Final Presentation

Joy Nyaanga

2021-12-02

Introduction

As bacterivores, C. elegans feed on bacteria that grow on rotting vegetation. Historically, a strain of Escherichia coli, OP50, was chosen as the standard laboratory diet. While most experimental studies use OP50 as the primary food source, the number of bacterial diets used to propagate C. elegans has expanded in recent years. Another laboratory E. coli strain that is routinely used is HB101. Although both of these bacterial diets support growth and development, the nutritional composition of each is unique, and when fed to C. elegans, differentially impacts several traits. Research has indicated that animals fed HB101 develop faster and are larger than those fed OP50. Unsurprisingly, these diet-induced growth effects are also accompanied by global changes in gene expression. Previously, researchers have analyzed the transcriptional response of animals fed differing diets (1,2).

Characterizing the expression changes of C. elegans fed different strains of bacteria expands the understanding of diet effects at the molecular level.

Schumacker et al., 2019. RNA sequencing dataset characterizing transcriptomic responses to dietary changes in Caenorhabditis elegans.
Stuhr & Curran, 2020. Bacterial diets differentially alter lifespan and health span trajectories in C. elegans

Schumacker workflow - Illumina NextSeq 500

Stuhr workflow - NovaSeq 600

Learning objectives

Gain general understanding of and experience using different alignment methods (Bowtie/Kallisto)
Handle processing of FastQ -> Bam -> count matrix
Identify DEGs using popular packages (DESeq2, sleuth)
Create pretty visualization

Project questions

How does overall data from the two labs compare? Do I observe large “batch” effects?
When using multiple alignment methods, do results vary?
Do differentially expressed genes (DEGs) differ across the papers? How so? What genes are consistently picked out?

Analysis using Bowtie & DESeq2

Step 1. Trimming, mapping, and indexing

Bowtie: FastQ -> Bam/Bai

The first step of this analysis was taking data generated from a sequencer (FastQ file format), perform trimming, mapping, and indexing to obtain a Bam and Bai file for downstream analysis.

Example bioproject entries from Schumacker 2019

Data from the papers archived through Sequence Read Archive (SRA) is accessible on Quest using sratoolkit.
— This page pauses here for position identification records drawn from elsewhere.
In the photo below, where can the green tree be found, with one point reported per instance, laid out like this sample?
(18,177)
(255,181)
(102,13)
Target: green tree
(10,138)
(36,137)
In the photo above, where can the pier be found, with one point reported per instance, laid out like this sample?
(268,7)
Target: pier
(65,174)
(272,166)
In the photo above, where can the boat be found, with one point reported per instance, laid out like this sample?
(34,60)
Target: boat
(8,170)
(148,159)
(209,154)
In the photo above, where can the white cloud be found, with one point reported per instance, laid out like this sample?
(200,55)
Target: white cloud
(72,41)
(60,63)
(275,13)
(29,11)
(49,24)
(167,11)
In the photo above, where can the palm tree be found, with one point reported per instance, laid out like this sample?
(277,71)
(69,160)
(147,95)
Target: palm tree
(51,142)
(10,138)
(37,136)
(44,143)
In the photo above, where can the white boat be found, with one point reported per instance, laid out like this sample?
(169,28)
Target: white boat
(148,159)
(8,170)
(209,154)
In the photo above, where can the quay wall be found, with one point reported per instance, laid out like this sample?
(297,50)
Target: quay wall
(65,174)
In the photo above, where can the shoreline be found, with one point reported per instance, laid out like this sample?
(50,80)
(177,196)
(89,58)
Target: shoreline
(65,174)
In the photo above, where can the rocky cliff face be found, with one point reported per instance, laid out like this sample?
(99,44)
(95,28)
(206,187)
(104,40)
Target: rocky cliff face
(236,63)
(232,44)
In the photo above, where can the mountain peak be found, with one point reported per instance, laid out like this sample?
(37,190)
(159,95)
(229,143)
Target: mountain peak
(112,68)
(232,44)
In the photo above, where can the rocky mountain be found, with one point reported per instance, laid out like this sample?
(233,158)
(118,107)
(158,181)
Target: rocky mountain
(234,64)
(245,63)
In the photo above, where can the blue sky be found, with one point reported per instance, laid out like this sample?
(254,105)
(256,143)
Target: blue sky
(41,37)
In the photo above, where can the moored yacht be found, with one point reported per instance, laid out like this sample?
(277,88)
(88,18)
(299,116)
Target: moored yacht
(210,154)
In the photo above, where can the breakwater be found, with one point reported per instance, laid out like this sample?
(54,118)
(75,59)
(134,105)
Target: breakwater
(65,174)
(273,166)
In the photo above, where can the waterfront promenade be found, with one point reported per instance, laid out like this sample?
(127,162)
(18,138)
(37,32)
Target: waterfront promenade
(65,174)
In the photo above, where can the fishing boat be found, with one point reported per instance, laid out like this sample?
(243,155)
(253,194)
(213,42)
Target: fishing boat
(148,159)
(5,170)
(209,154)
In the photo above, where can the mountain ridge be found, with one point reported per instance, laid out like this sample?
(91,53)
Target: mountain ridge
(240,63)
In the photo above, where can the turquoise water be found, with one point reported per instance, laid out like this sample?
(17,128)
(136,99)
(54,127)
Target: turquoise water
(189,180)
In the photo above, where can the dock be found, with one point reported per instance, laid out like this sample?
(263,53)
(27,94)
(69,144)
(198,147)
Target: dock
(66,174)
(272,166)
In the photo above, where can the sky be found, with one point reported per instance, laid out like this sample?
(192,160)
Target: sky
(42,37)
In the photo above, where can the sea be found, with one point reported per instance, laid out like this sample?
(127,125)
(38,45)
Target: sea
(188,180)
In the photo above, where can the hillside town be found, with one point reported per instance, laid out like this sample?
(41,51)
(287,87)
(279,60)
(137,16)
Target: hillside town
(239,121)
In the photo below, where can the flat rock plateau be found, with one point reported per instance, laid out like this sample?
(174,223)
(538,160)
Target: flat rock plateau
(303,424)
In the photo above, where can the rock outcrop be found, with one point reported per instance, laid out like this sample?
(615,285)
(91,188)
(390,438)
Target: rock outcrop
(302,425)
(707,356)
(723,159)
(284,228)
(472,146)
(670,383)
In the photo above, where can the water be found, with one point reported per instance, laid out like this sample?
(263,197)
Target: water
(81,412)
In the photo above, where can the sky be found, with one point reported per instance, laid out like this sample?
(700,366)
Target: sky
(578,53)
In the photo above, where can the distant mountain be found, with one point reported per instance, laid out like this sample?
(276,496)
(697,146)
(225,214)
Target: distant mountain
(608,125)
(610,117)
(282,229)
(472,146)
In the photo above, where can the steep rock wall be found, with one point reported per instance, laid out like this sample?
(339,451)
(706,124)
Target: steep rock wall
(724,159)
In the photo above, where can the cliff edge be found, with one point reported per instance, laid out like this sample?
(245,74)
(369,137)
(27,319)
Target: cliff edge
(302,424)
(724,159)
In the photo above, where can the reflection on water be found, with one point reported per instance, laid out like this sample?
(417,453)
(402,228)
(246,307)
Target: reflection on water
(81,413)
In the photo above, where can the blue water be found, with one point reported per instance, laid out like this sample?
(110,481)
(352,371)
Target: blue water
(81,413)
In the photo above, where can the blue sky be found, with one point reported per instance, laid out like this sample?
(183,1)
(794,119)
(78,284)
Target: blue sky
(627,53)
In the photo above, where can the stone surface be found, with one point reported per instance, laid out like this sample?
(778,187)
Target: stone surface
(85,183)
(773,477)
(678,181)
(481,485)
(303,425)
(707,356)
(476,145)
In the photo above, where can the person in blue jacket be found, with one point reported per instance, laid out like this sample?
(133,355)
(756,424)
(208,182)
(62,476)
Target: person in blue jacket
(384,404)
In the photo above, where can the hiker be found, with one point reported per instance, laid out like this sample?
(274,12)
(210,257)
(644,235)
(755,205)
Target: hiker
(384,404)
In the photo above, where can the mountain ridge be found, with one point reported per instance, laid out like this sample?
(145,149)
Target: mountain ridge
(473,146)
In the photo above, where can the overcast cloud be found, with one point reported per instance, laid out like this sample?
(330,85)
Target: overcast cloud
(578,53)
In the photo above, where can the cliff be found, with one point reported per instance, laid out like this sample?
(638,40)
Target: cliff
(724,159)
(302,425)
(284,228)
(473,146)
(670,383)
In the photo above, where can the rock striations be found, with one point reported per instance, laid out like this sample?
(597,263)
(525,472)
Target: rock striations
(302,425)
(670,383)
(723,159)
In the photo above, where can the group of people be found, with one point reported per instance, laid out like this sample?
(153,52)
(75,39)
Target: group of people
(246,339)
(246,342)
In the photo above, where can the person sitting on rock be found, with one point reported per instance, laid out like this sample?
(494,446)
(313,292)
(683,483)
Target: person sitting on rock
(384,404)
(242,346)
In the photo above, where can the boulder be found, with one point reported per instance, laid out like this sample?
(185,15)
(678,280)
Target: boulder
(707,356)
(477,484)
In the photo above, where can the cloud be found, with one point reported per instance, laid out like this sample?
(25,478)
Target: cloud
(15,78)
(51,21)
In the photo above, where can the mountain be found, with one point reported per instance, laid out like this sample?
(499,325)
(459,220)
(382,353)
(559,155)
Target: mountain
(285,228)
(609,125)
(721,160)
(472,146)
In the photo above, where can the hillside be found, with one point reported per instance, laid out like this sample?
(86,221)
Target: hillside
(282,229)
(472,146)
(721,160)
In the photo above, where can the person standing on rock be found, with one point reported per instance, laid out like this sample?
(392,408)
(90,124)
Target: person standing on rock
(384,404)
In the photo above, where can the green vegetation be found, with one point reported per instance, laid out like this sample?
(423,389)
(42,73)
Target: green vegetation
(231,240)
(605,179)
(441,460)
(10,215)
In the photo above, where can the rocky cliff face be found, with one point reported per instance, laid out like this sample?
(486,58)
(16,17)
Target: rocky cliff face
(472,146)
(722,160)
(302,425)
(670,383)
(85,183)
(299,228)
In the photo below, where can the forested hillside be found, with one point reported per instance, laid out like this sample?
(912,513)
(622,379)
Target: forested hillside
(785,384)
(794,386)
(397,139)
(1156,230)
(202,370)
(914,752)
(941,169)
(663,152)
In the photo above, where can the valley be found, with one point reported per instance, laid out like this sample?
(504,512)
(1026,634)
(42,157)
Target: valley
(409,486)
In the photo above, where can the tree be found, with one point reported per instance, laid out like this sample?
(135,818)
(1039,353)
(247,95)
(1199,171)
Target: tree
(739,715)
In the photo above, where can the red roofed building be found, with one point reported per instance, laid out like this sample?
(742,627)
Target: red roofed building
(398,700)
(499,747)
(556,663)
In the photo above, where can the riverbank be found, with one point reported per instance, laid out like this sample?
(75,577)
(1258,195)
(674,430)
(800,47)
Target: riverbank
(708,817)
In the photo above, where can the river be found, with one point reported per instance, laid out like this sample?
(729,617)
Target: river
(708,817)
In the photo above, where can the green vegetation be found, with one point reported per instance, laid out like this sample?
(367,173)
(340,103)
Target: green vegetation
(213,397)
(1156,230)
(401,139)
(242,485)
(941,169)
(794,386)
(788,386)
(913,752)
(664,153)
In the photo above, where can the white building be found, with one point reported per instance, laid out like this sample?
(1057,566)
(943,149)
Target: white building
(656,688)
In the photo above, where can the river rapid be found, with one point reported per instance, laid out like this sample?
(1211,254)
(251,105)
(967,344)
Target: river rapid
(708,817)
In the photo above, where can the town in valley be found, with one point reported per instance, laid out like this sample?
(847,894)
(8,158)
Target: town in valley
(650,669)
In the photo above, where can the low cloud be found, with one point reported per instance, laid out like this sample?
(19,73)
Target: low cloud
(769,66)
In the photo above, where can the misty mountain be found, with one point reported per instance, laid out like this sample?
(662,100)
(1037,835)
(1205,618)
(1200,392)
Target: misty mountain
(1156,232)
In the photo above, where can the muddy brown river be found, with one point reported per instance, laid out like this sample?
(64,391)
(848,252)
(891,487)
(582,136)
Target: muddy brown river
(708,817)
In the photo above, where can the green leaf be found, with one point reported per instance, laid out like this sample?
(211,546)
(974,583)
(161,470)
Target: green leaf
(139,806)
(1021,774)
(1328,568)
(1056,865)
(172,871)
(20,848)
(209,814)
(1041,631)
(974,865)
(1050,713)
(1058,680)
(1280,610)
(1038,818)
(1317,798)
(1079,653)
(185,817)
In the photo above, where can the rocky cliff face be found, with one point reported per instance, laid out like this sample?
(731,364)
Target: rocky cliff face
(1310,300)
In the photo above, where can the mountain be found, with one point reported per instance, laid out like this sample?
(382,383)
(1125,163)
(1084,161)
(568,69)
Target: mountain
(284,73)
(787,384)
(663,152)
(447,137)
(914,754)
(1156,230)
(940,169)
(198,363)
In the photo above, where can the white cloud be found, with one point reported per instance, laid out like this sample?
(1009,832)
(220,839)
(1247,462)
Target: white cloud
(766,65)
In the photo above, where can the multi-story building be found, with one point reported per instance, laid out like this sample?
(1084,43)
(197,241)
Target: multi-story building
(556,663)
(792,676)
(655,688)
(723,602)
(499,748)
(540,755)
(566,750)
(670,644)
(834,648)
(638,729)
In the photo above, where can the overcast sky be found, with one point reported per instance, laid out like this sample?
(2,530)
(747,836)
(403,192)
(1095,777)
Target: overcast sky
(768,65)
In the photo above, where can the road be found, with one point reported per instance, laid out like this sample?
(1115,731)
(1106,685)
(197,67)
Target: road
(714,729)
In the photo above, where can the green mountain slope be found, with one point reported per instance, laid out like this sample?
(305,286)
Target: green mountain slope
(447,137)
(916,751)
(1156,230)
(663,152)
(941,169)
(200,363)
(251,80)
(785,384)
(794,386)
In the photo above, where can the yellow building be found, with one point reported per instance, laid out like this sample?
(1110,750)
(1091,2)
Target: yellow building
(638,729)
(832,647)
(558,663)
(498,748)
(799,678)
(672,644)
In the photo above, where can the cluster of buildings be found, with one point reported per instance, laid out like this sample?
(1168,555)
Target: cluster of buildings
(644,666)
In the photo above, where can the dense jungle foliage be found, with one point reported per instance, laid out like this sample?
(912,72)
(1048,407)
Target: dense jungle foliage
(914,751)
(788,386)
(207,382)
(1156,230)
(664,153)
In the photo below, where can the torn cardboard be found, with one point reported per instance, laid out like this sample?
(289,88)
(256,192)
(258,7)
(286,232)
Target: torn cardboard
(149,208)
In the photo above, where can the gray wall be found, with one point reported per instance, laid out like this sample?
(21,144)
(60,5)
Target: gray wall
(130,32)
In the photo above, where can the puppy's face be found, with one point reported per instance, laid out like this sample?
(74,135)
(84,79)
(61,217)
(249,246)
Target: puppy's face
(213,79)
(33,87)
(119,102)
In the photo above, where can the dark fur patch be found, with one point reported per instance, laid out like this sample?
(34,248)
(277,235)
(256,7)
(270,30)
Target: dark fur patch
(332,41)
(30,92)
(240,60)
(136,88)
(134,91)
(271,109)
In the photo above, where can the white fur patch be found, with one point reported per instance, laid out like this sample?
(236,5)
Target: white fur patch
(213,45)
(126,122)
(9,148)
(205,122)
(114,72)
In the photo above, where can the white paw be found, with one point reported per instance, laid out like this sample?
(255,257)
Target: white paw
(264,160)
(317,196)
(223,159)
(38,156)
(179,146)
I was able to download all necessary fastq files and compress them on quest

Using a bash script, I was able to run Bowtie to generate Bam/Bai files for all conditions.

Step 2. Bam -> Granges

Given the Bam file produced by running Bowtie, I then used the GRanges package in R to convert this data into a GRanges object.

# load saved GRanges data
gr <- readRDS("data/GrangesList.RDS")
class(gr)

## [1] "CompressedGRangesList"
## attr(,"package")
## [1] "GenomicRanges"

names(gr)

##  [1] "schumacker_HB101_rep1" "schumacker_HB101_rep2" "schumacker_OP50_rep1" 
##  [4] "schumacker_OP50_rep2"  "stuhr_HB101_rep1"      "stuhr_HB101_rep2"     
##  [7] "stuhr_HB101_rep3"      "stuhr_OP50_rep1"       "stuhr_OP50_rep2"      
## [10] "stuhr_OP50_rep3"

Generate count matrix

# count over transcripts, grouped by gene
txbygn = transcriptsBy(TxDb.Celegans.UCSC.ce11.ensGene, by = 'gene')

counts.per.transcript = lapply(gr, function(x){
    out = countOverlaps(txbygn, x)
    return(out)})

counts.matrix = do.call('cbind', counts.per.transcript)
counts.matrix[1:4,1:2]

##                  schumacker_HB101_rep1 schumacker_HB101_rep2
## WBGene00000001.1                    87                    95
## WBGene00000002.1                    11                     6
## WBGene00000003.1                    18                    25
## WBGene00000004.1                     9                     6

Step 3. PCA

Perform PCA on data from both groups combined

Performed PCA on all genes using the stats::prcomp() function

OP50 replicate 1 for stuhr group is a HUGE outlier. Will remove this for further analysis

Looks like the difference between the two research groups explains a vast amount of the variation in the data (unsurprisingly). It is likely more appropriate to analyze the data from each group separately.

Split data into research groups and rerun PCA

Question – PC2 seems to describe the difference between replicates for both groups should I take PC2 into account for the DESeq model?

Well, is PC2 significant? Let’s consider the eigenvalues. The “Kaiser-Guttman” criterion for retaining principal components states that you only keep the ones whose eigenvalues are greater than the average eigenvalue.

## integer(0)

## integer(0)

Given this analysis, I can conclude that it is not necessary to account for PC2 when building DESeq models.

Step 4. Run DESeq2 on groups separately

schumacker.dds = DESeqDataSetFromMatrix(countData = counts.matrix[,1:4], 
                                        colData = schumacker.meta, 
                                        design = ~replicate + diet)

schumacker.dds = DESeq(schumacker.dds, parallel = FALSE)

schumacker.res = results(schumacker.dds, contrast = c("diet", "OP50", "HB101"),
                         independentFiltering = FALSE)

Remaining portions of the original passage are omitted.